BETAPAPUN, di lain pihak, sesungguhnya mencoba menempatkan keris sebagai benda budaya belaka, sebetulnya juga sudah dapat lebih dari cukup untuk mengundang decak kekaguman; khususnya dalam keartistikannya yang subtil dan teknologinya yang canggih.
Edward Frey, pengarang The Kris, Mystic Weapon of the Malay World, berkata, kebanyakan senjata menuntut keterampilan canggih dalam kerja logam, akan tetapi keris merupakan "contoh lebih baik dari keartistikan dalam kerja logam dibanding senjata mana pun."
Terlepas dari derajat kebenarannya, memang ada perbedaan mendasar yang membedakan keris dengan senjata-senjata tradisional lainnya, yang juga dianggap canggih dan menjadi semacam 'budaya' tersendiri, katakanlah katana Jepang atau pedang Eropa. Pada umumnya, tekanan teknologi senjata tradisional lainnya adalah pada kualitas bahan, yang berpengaruh pada kekuatan dan ketajamannya, kepadatan dan kemulusan permukaannya; kesempurnaan garap, baik bentuk, garis potong dan cekungan yang rapih, sempurna, dan (pada pedang Eropa juga) simetris; lalu baru keindahan ornamen pada hulu, rangka, dan (pada pedang Persia) juga pada logam berbeda yang ditatahkan pada bilahnya (inlay). Sehingga, dapat dikatakan, tekanan utamanya lebih pada kecanggihan fungsionalnya sebagai hasil kerja logam yang terampil dan sempurna.
Pada keris, terutama yang tua, sebagian besar unsur itu ada, walau menjadi bahan pertimbangan, tetapi kualitasnya masih jauh di bawah pedang Eropa atau katana Jepang. Khususnya dalam kualitas bahan dan kesempurnaan garap. Memang pada keris-keris nom-noman, istilah untuk keris yang muncul setelah periode pecahnya Surakarta dan Yogyakarta, atau lebih dikenal dengan istilah keris PB (Paku Buwana) dan HB (Hamengku Buwana), hal-hal tersebut juga semakin ditingkatkan.

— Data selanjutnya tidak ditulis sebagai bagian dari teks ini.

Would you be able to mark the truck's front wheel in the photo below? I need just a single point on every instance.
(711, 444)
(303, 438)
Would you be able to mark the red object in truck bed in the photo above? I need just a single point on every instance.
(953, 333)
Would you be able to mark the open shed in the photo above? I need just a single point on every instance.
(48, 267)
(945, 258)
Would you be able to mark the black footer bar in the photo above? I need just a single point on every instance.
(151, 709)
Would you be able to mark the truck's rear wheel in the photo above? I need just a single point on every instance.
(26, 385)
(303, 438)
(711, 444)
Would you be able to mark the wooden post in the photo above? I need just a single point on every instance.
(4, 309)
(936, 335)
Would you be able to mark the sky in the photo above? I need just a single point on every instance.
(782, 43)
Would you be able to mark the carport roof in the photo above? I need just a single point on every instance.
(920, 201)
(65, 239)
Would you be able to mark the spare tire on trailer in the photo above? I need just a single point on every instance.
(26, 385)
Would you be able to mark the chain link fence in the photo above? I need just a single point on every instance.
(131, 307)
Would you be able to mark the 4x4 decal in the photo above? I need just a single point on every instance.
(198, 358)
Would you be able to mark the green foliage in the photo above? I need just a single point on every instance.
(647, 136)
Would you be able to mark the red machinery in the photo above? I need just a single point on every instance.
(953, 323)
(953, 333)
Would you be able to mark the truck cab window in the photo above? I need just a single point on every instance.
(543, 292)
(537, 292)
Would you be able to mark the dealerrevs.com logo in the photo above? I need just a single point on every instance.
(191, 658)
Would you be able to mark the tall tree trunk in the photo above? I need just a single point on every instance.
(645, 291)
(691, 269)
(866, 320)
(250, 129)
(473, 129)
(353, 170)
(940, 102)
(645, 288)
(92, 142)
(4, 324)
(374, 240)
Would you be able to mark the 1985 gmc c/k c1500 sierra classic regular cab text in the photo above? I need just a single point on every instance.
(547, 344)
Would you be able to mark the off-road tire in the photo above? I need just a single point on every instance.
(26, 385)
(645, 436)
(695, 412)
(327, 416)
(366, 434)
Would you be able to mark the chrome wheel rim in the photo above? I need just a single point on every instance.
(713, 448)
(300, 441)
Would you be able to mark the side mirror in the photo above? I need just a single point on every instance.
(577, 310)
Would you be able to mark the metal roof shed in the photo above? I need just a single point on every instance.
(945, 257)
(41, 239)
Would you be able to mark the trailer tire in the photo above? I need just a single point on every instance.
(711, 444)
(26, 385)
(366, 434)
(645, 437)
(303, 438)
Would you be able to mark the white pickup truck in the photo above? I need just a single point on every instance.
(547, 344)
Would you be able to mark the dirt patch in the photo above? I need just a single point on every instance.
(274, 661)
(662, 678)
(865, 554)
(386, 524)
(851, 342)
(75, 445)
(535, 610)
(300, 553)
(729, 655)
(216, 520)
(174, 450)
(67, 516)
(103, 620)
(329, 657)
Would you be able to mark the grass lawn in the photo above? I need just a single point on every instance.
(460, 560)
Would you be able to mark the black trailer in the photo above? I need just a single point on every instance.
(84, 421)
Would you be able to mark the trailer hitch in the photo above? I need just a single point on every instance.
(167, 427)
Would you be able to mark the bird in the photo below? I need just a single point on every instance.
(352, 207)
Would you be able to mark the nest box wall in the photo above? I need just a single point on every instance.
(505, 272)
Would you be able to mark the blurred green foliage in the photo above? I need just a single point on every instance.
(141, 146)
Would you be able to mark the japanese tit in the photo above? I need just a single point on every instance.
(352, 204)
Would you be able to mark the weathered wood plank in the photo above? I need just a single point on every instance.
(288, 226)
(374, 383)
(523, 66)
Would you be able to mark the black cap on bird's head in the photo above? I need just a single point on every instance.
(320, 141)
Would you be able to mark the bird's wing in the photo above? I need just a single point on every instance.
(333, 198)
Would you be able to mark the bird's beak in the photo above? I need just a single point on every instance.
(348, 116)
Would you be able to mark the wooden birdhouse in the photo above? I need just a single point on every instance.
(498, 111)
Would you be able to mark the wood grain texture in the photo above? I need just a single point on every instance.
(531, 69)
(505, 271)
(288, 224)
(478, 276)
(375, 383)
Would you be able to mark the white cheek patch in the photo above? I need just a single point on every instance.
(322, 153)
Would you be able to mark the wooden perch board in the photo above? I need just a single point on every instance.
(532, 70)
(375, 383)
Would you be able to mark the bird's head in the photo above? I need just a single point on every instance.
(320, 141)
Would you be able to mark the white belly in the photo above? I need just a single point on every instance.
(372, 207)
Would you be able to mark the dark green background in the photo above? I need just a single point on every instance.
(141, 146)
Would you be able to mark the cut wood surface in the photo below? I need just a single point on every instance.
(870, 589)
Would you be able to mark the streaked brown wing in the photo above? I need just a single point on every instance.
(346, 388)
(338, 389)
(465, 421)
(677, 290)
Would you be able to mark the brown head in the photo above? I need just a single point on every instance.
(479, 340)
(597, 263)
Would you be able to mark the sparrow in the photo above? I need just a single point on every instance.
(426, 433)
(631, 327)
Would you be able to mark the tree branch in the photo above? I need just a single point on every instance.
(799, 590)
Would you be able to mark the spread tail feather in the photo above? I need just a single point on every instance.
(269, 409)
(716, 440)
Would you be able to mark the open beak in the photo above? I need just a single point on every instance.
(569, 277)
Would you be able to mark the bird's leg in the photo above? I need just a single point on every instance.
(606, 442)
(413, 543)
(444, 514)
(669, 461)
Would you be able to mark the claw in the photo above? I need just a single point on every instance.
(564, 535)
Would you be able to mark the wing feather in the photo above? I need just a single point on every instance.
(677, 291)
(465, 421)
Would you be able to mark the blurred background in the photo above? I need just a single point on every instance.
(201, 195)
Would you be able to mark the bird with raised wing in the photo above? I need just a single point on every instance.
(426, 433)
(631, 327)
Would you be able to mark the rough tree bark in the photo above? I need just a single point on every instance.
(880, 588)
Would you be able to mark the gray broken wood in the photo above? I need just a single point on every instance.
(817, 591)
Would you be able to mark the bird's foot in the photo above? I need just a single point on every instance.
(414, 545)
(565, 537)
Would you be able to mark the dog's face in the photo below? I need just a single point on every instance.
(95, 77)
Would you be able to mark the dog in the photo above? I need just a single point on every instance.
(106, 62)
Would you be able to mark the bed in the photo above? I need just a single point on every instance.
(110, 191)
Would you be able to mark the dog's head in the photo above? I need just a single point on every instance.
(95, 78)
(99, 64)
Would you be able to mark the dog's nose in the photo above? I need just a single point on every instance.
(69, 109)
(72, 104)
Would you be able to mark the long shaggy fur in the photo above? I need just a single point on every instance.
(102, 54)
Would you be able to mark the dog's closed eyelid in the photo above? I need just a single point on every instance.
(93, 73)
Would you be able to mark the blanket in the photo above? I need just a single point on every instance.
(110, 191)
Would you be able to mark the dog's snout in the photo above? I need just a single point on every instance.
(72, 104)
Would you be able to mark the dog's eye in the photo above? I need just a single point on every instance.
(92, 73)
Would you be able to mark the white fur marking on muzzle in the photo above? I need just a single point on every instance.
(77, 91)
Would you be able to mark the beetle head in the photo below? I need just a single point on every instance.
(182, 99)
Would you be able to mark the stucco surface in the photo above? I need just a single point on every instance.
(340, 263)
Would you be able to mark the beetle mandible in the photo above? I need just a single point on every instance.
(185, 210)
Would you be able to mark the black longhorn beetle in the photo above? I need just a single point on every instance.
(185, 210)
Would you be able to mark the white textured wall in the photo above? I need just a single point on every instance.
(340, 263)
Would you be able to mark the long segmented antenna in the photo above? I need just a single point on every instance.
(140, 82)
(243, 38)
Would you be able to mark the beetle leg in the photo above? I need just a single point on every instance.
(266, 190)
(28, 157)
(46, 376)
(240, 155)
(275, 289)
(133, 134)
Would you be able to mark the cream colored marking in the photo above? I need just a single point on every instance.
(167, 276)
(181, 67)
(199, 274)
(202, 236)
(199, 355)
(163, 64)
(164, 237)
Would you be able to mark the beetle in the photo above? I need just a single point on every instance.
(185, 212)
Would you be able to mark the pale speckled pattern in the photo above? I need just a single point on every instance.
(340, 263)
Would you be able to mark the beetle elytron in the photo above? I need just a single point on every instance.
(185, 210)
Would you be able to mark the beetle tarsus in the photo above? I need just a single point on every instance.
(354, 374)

Akan tetapi, di lain pihak, tekanan artistik pada keris dapat dikatakan bersifat menyeluruh. Stilisasi bentuk dan ornamentasi bukanlah sekadar pada hulu, cincin hulu ataupun rangkanya, tetapi juga sudah mulai dari penggarapan bilahnya. Dapatlah dikatakan, pada keris, sejak awal tak dapat dipisahkan antara kecenderungan kerja artistik dengan tujuan fungsionalnya. Jadi, semua unsur pada bilahnya, di samping punya makna mistis-simbolis, juga mengandaikan upaya pencapaian estetis. Di samping mistis, dapatlah dikatakan, keindahan itu sendirilah salah satu tujuan pembuatan keris.
Sebagai contoh, bilahnya rata-rata condong ke depan (kecuali keris Bali dan sundang Moro yang relatif tegak). Kecenderungan ini, ditambah dengan hulunya, yang pada keris Bugis dan Melayu bahkan sangat melengkung, menyulitkan untuk memegang erat. Atau tepatnya, ada cara tersendiri untuk memegangnya, yang kerap diistilahkan seperti memegang telur, jadi tidak kendur, tetapi juga tidak erat menggenggam seperti memegang pedang. Dengan demikian, keluwesan mengendalikan arahnya lewat pergelangan lebih utama dibanding keeratannya. Sulit membayangkannya dipakai gerakan menyabet, yang dengan sendirinya sangat bertenaga, seperti pada pedang.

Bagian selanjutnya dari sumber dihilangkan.